Shanghai University of Electric Power
- Former names: Shanghai Training School of Electric Power
- Motto: 爱国、勤学、务实、奋进
- Type: Public
- Established: 1951; 75 years ago
- Academic staff: ca. 1,000
- Students: ca. 10,000
- Location: Shanghai, China
- Website: shiep.edu.cn

= Shanghai University of Electric Power =

Municipal public university in Shanghai, China

The Shanghai University of Electric Power (SHIEP; 上海电力大学 (Shànghǎi Diànlì Xuéyuàn)) is a municipal public university in Shanghai, China. It is affiliated with the City of Shanghai, and sponsored by the municipal government.
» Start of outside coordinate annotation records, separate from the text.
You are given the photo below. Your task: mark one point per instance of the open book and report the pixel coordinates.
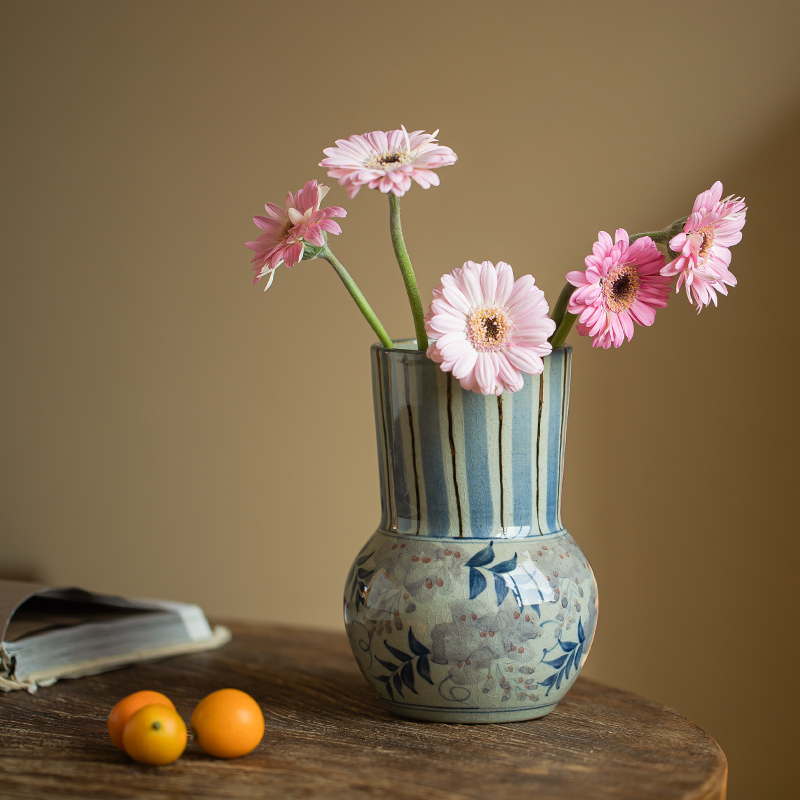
(50, 633)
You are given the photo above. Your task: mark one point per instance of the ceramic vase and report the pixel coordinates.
(471, 602)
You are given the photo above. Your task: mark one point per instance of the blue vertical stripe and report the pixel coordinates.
(377, 402)
(437, 509)
(555, 364)
(476, 454)
(523, 415)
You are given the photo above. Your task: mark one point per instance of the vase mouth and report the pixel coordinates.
(409, 347)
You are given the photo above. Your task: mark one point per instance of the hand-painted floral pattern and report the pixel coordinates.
(500, 628)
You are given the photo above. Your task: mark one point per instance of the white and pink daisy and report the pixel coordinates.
(703, 264)
(286, 230)
(488, 328)
(387, 160)
(622, 284)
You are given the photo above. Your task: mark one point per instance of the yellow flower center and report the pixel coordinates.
(388, 161)
(707, 243)
(620, 288)
(488, 328)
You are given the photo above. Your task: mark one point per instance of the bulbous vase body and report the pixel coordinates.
(471, 602)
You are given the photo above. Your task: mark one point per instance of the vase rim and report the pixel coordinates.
(411, 350)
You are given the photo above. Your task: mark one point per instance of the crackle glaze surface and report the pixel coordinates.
(471, 602)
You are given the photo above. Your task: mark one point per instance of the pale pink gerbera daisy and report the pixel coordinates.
(488, 328)
(713, 226)
(286, 230)
(622, 284)
(387, 160)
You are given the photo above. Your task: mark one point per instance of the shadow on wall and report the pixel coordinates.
(687, 463)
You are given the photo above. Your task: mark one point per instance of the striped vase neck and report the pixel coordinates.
(455, 464)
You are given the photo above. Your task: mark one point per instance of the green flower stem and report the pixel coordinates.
(662, 237)
(563, 319)
(560, 308)
(407, 270)
(355, 293)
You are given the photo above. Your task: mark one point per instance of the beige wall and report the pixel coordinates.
(169, 430)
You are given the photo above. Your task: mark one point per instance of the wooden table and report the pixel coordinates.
(328, 737)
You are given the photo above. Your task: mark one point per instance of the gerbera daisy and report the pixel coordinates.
(489, 328)
(622, 284)
(713, 226)
(286, 230)
(387, 160)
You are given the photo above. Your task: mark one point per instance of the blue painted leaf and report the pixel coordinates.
(397, 653)
(477, 583)
(482, 557)
(407, 674)
(424, 669)
(505, 566)
(570, 662)
(415, 647)
(501, 589)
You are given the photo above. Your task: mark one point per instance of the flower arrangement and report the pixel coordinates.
(483, 326)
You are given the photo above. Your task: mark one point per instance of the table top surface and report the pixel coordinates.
(328, 736)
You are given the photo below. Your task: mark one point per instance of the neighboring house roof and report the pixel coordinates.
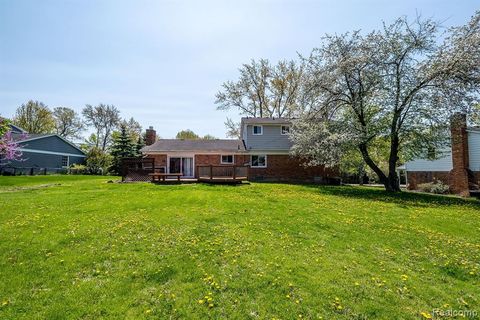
(220, 145)
(16, 129)
(266, 121)
(20, 137)
(25, 137)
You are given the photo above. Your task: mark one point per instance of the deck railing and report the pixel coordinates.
(224, 172)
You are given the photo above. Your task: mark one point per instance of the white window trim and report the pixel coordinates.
(221, 159)
(253, 130)
(68, 162)
(258, 155)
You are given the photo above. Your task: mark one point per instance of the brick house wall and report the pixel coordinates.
(460, 179)
(287, 168)
(160, 160)
(215, 160)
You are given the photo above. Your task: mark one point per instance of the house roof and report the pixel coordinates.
(220, 145)
(266, 120)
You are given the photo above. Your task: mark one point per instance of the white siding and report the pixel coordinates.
(474, 150)
(442, 164)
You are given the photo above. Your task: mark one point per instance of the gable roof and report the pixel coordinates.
(16, 129)
(218, 145)
(24, 137)
(266, 121)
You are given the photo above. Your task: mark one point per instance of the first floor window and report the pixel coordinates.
(257, 130)
(64, 161)
(259, 161)
(227, 159)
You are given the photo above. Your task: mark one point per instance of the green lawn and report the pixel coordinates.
(81, 248)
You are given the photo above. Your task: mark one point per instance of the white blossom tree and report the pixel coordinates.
(400, 84)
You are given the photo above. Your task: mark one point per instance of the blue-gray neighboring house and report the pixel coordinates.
(44, 151)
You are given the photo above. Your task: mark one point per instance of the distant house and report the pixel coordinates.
(44, 151)
(458, 167)
(264, 147)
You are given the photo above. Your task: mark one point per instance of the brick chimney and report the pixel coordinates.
(150, 136)
(460, 161)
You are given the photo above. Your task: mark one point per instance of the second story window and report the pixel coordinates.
(257, 130)
(65, 161)
(227, 159)
(285, 130)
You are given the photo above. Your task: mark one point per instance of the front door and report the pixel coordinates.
(181, 165)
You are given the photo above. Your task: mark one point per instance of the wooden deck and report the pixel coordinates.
(222, 174)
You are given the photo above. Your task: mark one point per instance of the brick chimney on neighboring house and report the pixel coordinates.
(150, 136)
(460, 161)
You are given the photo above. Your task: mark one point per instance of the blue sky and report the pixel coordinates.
(163, 61)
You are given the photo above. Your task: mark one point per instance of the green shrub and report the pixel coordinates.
(78, 169)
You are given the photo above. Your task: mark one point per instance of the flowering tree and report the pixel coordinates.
(399, 84)
(9, 149)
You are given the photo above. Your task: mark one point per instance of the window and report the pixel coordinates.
(257, 130)
(285, 129)
(259, 161)
(227, 159)
(64, 161)
(431, 153)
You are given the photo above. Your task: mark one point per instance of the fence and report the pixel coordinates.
(210, 172)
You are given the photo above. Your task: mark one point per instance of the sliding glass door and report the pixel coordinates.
(181, 165)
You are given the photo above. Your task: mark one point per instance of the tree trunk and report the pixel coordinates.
(369, 161)
(393, 180)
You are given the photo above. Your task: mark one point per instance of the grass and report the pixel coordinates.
(75, 247)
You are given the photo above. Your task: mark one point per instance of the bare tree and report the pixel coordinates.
(262, 90)
(397, 84)
(68, 123)
(34, 117)
(105, 119)
(133, 127)
(233, 128)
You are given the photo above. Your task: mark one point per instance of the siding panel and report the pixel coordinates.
(271, 139)
(30, 159)
(53, 143)
(442, 164)
(474, 150)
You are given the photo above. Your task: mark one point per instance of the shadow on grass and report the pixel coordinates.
(406, 198)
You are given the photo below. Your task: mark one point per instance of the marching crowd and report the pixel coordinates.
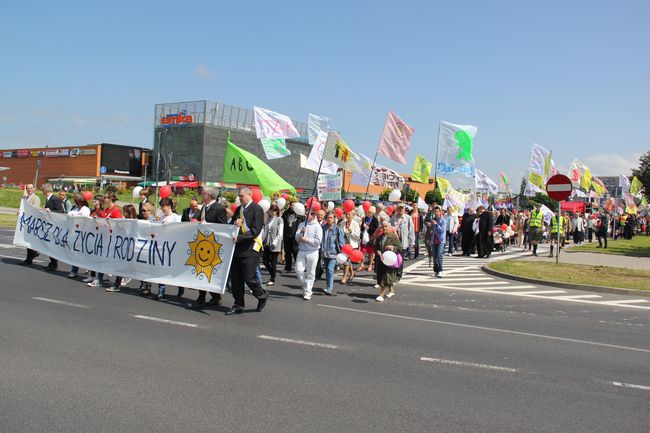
(314, 242)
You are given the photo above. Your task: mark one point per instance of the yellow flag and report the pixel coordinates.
(635, 186)
(585, 180)
(443, 184)
(421, 169)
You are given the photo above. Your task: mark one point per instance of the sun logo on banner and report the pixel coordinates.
(204, 254)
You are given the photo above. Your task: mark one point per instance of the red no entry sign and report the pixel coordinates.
(559, 187)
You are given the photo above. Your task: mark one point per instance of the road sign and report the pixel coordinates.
(559, 187)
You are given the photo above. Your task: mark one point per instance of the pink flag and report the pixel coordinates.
(396, 139)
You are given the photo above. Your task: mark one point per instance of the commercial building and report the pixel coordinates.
(192, 136)
(89, 164)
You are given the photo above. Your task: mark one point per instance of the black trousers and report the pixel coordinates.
(270, 260)
(290, 253)
(243, 270)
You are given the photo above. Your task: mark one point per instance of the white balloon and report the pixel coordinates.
(265, 204)
(341, 258)
(389, 258)
(299, 209)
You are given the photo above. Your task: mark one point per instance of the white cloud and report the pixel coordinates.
(611, 164)
(204, 72)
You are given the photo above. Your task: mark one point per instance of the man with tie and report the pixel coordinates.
(211, 212)
(34, 200)
(52, 204)
(249, 217)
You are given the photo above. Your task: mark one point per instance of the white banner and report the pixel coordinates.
(315, 125)
(196, 255)
(269, 124)
(316, 154)
(329, 186)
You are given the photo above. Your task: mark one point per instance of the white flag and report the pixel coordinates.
(484, 183)
(315, 125)
(624, 183)
(269, 124)
(316, 154)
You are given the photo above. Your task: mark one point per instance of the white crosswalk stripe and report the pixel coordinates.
(465, 274)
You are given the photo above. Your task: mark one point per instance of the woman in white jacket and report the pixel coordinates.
(352, 234)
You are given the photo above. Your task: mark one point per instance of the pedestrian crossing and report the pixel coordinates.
(464, 274)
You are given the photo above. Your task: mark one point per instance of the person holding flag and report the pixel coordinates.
(249, 217)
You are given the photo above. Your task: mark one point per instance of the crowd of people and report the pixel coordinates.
(315, 242)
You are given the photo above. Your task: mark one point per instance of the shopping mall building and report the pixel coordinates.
(86, 165)
(192, 136)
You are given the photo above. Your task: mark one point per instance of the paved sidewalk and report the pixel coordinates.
(613, 260)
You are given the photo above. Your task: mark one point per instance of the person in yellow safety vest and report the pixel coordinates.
(536, 225)
(554, 229)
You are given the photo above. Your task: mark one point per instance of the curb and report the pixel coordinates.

The campus is at 2103 Pingliang Road, Yangpu District, Shanghai 200090.

==History==

Shanghai University of Electric Power was originated from the "Shanghai Training School of Electric Power" (上海电业学校), which was founded in 1951. In January 1985, it was renamed to the current name. It is a full-time institution of higher education and co-run by the central government and the Shanghai municipality; it is managed mainly by the Shanghai municipality.

==International==
SHUEP has established inter-university relationships with many universities in Britain, America, France, Canada, Japan, Korea, Russia and Australia. It has established 13 joint international schools and researches with foreign universities including Columbia University (USA), Oklahoma Christian University (USA), University of Strathclyde (UK), University of Hertfordshire (UK), Edith Cowan University (Australia), and the University of Kitakyushu (Japan).